Published online by Cambridge University Press: 04 March 2025
The 23rd April – that particular day in the calendar Iranian Armenian schools every year commemorate the anniversary of the Armenian Genocide. I remember that, when I was an elementary school student, our Armenian teachers would coordinate with the Apostolic Church to take us to the service. My elementary school was the Arax Armenian Girls’ School; hence, the closest church to the school was the Surb Sarkis Church on Karim Khan Zand Street. My friends and I would line up together with all other classes and walk from our school to the church. Our teachers would also provide us with flowers to place on the gravestone of some important Armenian figure or the victims of the Genocide in the courtyard of the church. My middle school years were spent in the Kooshesh Girls’ School, and we had a church adjacent to our building which made it much easier for us to walk to the service. And my high school was the Tovmasian Girls’ High School, also in walking distance from the Surb Targmanch’ats Apostolic Church in Zarkish. This was a routine in all Armenian schools every year.

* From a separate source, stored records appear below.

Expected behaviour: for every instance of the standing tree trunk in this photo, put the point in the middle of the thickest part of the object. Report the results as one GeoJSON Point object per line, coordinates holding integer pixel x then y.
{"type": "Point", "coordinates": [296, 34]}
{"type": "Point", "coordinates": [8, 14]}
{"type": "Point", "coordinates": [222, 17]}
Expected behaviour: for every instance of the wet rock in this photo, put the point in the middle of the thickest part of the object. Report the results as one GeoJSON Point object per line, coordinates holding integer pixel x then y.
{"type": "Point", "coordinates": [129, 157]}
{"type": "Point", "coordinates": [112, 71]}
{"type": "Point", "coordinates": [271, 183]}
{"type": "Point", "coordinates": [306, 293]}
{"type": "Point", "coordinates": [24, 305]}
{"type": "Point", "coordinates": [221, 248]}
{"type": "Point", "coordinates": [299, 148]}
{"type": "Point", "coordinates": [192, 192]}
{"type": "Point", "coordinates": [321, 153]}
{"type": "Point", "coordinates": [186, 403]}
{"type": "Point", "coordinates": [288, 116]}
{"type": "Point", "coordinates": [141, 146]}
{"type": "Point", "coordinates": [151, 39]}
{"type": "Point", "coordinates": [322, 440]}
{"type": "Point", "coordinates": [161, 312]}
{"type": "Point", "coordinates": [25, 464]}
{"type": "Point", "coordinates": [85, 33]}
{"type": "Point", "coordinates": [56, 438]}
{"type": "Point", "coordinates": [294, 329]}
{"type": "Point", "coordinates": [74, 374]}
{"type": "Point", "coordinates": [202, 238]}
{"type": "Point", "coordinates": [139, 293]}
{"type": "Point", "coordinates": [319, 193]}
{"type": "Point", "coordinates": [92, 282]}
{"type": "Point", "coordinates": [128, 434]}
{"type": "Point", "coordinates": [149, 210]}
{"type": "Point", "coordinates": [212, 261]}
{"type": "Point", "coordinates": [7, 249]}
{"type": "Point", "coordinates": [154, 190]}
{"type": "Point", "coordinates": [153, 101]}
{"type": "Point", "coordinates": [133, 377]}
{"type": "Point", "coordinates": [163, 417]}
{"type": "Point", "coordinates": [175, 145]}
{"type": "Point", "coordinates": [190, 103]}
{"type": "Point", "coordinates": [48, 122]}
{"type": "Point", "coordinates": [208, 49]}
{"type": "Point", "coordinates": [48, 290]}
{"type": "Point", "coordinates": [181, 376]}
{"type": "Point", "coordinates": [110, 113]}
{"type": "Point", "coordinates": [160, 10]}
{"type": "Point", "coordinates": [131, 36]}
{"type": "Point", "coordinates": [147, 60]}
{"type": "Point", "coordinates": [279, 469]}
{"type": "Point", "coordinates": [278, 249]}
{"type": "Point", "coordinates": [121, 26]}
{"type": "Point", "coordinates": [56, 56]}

Building and maintaining collective identity is based on shared consciousness, memory and knowledge. Historical knowledge of the homeland is a major facet of identity for a minoritised diasporic community such as the Armenians. ‘Collective consciousness’ implies a consciousness that is both internal to the individual and shared by an entire community. Social theorists such as Emile Durkheim and psychoanalysts such as Carl Jung have delineated the ways in which an autonomous individual identifies with their larger community; they believed collective consciousness to be the internal representation of external forces exerted on individuals and assimilated into their consciousness. Following Durkheim's ideas, societies and communities are constantly influenced by people who are no longer alive but who have influenced the consciousness of the society or community. He posits that any given society consists of the characteristics of individuals who compose it; however, the whole may be different from the sum of those individuals. Durkheim postulates that there are certain conditions imposed on members to form a group identity, and that these conditions were established long before the current members of society were born. Hence, group identity and consciousness are always greater than individual identity.